I will be having an exhibition in the small gallery in October this year- it is a cosy space not without possibilities and I will be making work inspired by my morning walks and also creating a chap book ( I hope)- I have been playing with ideas for this, but for now I have to concentrate on the tifaifai book.
In thinking about creating a chap book I did a workshop with
Amy Bodossian last weekend as part of the Latrobe Literary Festival. There were only four of us in the workshop- lucky us- it was so much fun. I highly recommend her workshop ( she is doing a workshop in Melbourne- Brunswick running from June 10 on Thursday evenings there is a link on her website). I also came out with quite a lot of writing given it was a one day workshop and what a delight she is when delivering her own work.
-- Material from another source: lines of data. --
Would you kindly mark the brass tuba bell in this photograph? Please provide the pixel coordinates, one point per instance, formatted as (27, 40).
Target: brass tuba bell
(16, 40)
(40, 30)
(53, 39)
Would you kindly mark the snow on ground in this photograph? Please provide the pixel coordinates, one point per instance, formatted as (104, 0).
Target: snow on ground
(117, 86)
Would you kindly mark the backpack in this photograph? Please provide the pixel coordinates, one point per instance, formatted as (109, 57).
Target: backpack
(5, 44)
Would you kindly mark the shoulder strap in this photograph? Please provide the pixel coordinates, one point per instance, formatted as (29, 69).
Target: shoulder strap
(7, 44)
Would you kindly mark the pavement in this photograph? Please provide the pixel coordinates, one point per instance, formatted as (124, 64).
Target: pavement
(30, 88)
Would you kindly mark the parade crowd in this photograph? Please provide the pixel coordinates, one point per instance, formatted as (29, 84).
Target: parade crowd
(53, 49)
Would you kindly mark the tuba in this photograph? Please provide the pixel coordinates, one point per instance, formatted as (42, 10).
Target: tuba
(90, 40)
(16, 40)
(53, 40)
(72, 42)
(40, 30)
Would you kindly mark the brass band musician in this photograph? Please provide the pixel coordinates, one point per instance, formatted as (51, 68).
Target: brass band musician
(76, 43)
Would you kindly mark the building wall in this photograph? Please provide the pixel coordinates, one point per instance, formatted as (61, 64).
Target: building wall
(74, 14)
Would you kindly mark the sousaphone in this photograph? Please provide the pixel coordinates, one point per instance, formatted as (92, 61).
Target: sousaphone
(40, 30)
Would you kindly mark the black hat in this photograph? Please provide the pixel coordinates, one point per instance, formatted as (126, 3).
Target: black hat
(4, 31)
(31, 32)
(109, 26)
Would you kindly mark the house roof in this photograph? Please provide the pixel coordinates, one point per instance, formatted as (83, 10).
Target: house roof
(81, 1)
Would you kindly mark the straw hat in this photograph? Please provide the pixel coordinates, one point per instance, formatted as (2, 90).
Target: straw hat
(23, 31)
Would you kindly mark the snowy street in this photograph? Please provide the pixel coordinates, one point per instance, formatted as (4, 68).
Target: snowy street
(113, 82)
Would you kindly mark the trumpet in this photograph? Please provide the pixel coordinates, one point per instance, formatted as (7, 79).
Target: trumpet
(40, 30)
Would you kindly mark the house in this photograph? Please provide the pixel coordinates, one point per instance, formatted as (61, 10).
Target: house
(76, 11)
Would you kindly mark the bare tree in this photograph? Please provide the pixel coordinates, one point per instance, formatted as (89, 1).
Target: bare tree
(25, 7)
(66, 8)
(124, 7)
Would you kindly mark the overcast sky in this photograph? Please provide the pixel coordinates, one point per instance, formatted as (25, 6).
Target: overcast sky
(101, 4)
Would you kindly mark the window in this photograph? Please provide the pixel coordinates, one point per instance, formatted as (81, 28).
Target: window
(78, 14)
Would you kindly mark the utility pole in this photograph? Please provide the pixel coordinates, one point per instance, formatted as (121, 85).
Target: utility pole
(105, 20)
Lots of food for thought , it was the first time I had ever done a poetry workshop, and some new poets to explore to boot.
On Sunday we did a water colour workshop out at ARC Yinnar as part of the family health exhibition that is on there at present, with
PolyannaR. We had a lot of fun with that as well, lots of laughter and a few water colour images made. Polyanna's background is large scale black and white photographs and she has made one of the longest photographs around. Polyanna is also opening a small gallery in Morwell in Commercial Road and the opening will be in June with an exhibition of her works.
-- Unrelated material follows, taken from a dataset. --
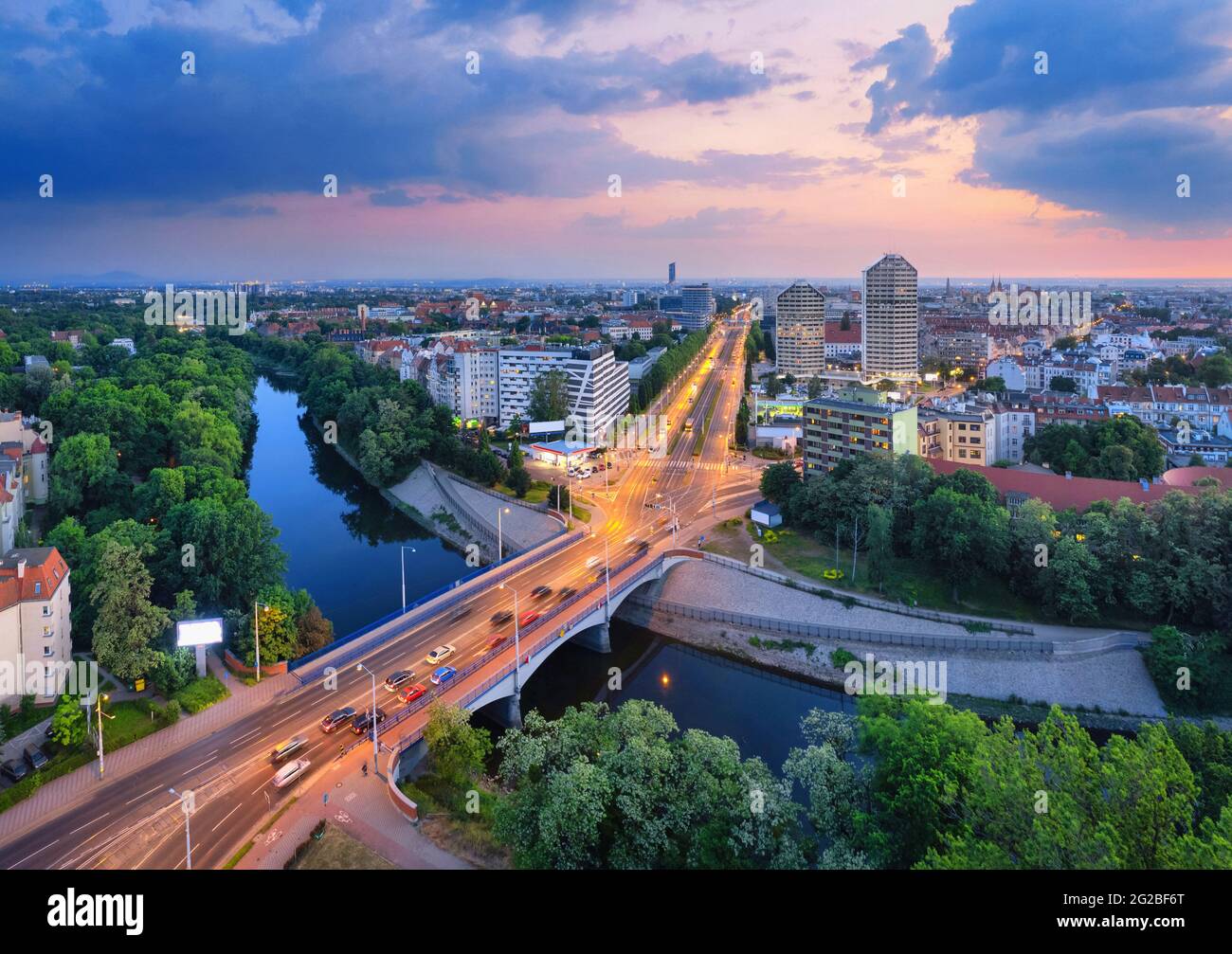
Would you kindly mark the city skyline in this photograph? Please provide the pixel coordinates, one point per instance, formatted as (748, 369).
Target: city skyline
(748, 140)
Been doing lots of reading about walking and writing by all new writers to me but who seem to be touching on writing and ideas i have been engaged in for the longest time . The first book ,"Wanderers" by Kerri Andrews ( reviewed
here ) which is about women walkers over the centuries who wrote about walking. It is fascinating reading and I am in awe of the miles that these women covered on a daily basis and one wonders what foot wear they had available to them and what shape their feet were in after some of their longer walking tours. I am enjoying it immensely and must admit I also obtained a book by Nan Sheperd "The Living Mountain" ( written about
here) which i also enjoyed a lot and was awed by her ability to walk so much at altitude and to write about it in such a compelling way. She walked the Cairngorm Mountains in Scotland all her life.
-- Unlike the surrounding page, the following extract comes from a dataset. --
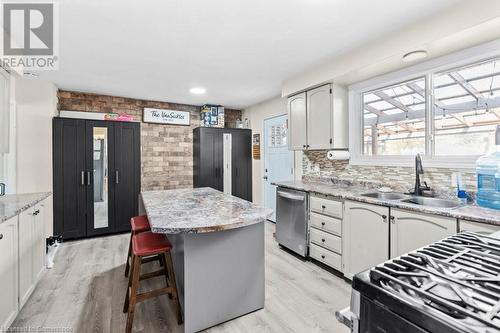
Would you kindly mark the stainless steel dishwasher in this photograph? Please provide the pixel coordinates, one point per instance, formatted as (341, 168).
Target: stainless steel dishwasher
(291, 219)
And then completely by accident I stumbled across the work of
Kate Zambreno and I am completely absorbed. I am reading "Heroines"- loosely the lives of Vivienne Eliot, Zelda Fitzgerald, Jean Rhys, Virginia Woolf and other literary women who were considered minor (( except Virginia Woolf of course) in comparison to their more famous husbands/lovers ,who discarded them either to mental asylums or poverty where they died at relatively young ages. Entwined in these stories is her own quest to write and to find her way into a writing career. She expresses what I have felt for so many years ( I adore the writing of Jean Rhys and have read all of her books) that the patriarchy continues to control and did control the canon of writing in such a heavy booted way that it is almost criminal. I know in my uni years I felt that DH Lawrence was a mysoginist ( I read most of what he had to write and also biographies etc) and tried to prove it in an essay I wrote in English lit- it was not well received and I went on to study Australian History instead. It also loosely ties into the women writers who walked- whose writing about walking was not received in the same way as the writing about walking by men- and their writing is so different. I can't wait to read "Drifts" her most recent book. In fact I am having to wrest myself away from reading to do some of my own writing...but but...I love a well written book.